It seems like October 2025 will be one of the most volatile months in the history of the market. Even if gold has surged to all-time highs of about $3,900 per ounce, U.S. equities are unexpectedly strong.
Gold Surges, Markets Diverge
New Haven Asset Management’s portfolio manager, Rebecca Teltscher, tells Devan Murugan of MINING.com that investors are dealing with a perplexing, almost contradictory market environment. Teltscher pointed out, “Take Canada’s TSX vs the US – two markets presenting very different tales.”
Due to reasons including rising central bank demand, investor flight to safety, and positive operational leverage within mining businesses, gold prices are at all-time highs and have risen a whopping 109% year-to-date, driving the TSX.
Tech Boom Defies Logic
When there is economic instability or geopolitical unrest, investors turn to gold. However, Teltscher said that the United States presents a different picture. Despite a government shutdown and impending debt issues, IT giants known as the “Magnificent Seven” are propelling the S&P 500 to new values.
According to Teltscher, “at this time, we are not buying it – we believe valuations are simply too high on the US market, especially in the technology sector.” It “does not really make any sense,” according to Teltscher, that the US market has been rising for many days in a row despite a government shutdown.

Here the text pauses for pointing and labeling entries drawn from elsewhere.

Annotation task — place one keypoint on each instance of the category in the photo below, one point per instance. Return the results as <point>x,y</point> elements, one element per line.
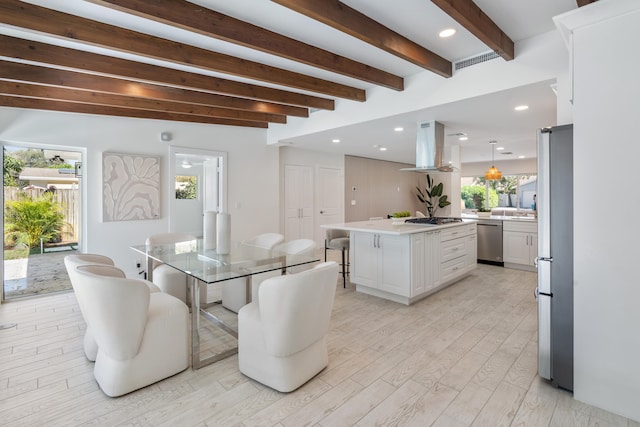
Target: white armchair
<point>281,341</point>
<point>71,262</point>
<point>168,279</point>
<point>234,293</point>
<point>142,336</point>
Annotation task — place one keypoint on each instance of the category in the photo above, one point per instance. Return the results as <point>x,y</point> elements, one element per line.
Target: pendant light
<point>493,173</point>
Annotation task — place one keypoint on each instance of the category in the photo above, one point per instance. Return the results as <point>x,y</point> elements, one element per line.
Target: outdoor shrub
<point>29,220</point>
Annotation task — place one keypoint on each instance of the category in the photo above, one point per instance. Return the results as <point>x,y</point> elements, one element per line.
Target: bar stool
<point>338,240</point>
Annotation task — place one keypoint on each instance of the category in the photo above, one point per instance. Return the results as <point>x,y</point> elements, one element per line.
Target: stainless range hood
<point>430,148</point>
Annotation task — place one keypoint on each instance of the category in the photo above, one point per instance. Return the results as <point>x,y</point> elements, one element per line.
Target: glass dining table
<point>206,266</point>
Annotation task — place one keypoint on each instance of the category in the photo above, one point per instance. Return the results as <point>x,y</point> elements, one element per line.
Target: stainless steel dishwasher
<point>490,241</point>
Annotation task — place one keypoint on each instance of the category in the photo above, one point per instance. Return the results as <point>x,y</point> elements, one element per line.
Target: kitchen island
<point>407,262</point>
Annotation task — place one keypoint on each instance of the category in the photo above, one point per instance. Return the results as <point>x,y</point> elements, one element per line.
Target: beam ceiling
<point>36,18</point>
<point>20,49</point>
<point>350,21</point>
<point>74,80</point>
<point>192,17</point>
<point>471,17</point>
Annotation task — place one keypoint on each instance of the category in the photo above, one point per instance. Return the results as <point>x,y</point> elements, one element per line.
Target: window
<point>512,192</point>
<point>186,187</point>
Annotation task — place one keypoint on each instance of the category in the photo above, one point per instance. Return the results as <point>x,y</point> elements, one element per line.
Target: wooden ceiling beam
<point>74,107</point>
<point>195,18</point>
<point>71,79</point>
<point>37,18</point>
<point>471,17</point>
<point>340,16</point>
<point>28,90</point>
<point>13,47</point>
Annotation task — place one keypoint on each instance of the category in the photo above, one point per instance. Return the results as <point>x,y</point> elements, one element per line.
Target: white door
<point>330,199</point>
<point>298,202</point>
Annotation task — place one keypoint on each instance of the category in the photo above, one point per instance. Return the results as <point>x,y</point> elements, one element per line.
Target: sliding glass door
<point>42,218</point>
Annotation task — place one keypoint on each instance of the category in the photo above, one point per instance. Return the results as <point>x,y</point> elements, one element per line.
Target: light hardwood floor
<point>464,356</point>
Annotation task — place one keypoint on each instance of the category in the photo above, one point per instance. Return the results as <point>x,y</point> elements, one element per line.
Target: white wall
<point>253,197</point>
<point>606,152</point>
<point>538,59</point>
<point>295,156</point>
<point>507,167</point>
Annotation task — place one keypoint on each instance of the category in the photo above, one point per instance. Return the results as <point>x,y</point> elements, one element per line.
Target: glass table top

“We seem to be in bubble territory, even if I detest the term ‘bubble,'” she said. “Almost all metrics show that the US market is costly, whether it is price-to-sales, price-to-book, dividend yield, or PE. Every indicator you look at is screaming expensive.” “You have two very successful markets, but one is indicating economic fragility and the other is indicating growth, in contrast to the TSX.”
The conflict between technology and gold
Historically, when equities are weak, gold climbs. However, both gold and U.S. stocks are at all-time highs today. This is “extremely inconsistent,” according to Teltscher, who also cites the acceptance of cryptocurrencies and central bank activities as partial causes.

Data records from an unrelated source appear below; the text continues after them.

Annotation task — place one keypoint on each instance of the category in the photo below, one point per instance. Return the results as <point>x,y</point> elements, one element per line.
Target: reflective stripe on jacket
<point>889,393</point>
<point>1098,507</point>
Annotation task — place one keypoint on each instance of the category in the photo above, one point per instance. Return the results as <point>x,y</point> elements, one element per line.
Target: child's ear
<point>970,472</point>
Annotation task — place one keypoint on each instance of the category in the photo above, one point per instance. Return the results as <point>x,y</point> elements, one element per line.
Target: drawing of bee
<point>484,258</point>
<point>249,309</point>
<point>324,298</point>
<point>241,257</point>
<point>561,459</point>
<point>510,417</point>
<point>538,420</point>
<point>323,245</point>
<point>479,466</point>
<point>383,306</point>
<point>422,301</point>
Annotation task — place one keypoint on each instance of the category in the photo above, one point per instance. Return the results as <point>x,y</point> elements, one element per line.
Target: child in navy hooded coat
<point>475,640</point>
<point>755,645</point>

Perhaps because they perceive global tensions to be at an all-time high, central banks are raising their reserves. All of these indicators suggest that gold is a safe haven investment. Teltscher also noted that gold prices may rise even more if Bitcoin, a cryptocurrency, were not seen as an additional safe haven.
Is the safety net too extensive?
In the past, markets have mostly ignored U.S. government shutdowns and have instead relied on government actions and central banks to support them. However, Teltscher cautions that investors could be underestimating this safety net’s limitations.

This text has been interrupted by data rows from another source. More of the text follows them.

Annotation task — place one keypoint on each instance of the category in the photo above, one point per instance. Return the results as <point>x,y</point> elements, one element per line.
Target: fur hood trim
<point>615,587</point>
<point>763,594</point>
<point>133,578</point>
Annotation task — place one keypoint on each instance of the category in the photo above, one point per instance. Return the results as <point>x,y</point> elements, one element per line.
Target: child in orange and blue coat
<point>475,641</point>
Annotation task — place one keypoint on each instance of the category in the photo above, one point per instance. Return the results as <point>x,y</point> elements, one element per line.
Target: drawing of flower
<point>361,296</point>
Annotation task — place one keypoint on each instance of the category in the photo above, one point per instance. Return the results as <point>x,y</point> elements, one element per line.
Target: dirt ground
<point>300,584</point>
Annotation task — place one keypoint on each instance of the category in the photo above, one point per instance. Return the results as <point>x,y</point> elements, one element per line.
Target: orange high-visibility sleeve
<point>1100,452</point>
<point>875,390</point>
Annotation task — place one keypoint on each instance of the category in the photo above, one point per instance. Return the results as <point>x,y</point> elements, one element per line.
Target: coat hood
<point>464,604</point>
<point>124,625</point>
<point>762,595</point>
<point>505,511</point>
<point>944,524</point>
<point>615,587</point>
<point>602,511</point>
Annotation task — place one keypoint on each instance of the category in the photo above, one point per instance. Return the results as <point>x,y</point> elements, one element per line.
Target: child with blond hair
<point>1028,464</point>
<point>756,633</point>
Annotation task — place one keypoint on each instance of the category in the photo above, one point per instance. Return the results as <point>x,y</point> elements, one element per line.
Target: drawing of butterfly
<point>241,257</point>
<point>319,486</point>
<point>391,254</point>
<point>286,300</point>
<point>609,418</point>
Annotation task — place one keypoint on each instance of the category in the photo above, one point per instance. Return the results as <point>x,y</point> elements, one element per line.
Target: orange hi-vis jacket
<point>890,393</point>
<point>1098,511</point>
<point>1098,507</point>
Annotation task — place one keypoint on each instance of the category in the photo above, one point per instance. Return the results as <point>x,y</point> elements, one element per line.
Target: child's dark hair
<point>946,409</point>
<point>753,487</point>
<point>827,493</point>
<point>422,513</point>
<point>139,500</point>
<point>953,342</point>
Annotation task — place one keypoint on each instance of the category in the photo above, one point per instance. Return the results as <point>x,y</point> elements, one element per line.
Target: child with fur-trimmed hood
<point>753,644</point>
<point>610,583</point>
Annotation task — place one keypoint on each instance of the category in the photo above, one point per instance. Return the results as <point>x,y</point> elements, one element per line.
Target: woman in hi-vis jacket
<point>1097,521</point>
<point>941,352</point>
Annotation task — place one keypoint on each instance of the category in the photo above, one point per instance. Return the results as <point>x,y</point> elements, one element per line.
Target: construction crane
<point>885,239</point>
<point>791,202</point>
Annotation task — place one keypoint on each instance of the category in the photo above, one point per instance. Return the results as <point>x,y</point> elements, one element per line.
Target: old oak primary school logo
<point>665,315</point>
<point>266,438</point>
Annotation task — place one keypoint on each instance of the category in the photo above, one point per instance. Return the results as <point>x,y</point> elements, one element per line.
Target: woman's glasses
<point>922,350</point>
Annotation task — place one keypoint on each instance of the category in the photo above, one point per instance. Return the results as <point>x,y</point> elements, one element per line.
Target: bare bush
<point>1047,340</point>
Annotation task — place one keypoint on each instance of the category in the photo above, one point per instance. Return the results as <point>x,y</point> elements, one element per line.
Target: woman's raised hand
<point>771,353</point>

Since 2008–2009, we have not had a true recession. There has never been a protracted economic downturn for investors under 40. Unprecedented central bank and government stimulus actions kept the epidemic from turning into a recession, she said.
Although markets are pricing in “no recession,” Teltscher emphasized that the underlying economic data paint a different picture: declining retail expenditure, a slower GDP, and deteriorating consumer mood all point to possible problems.
What comes next?
Although she refrains from foreseeing a disaster, Teltscher believes that markets will ultimately adjust to the realities of the economy.
Valuations should not be as high as they have been in recent months, but there should not be a fall either. “The market has to take into account the economic and geopolitical concerns we have been seeing,” she said.
Investors have a unique conundrum as October progresses: U.S. tech stocks are still at an all-time high, but safe-haven gold is rising. Teltscher argues that the market has to return to reality since only one of these signals can be accurate.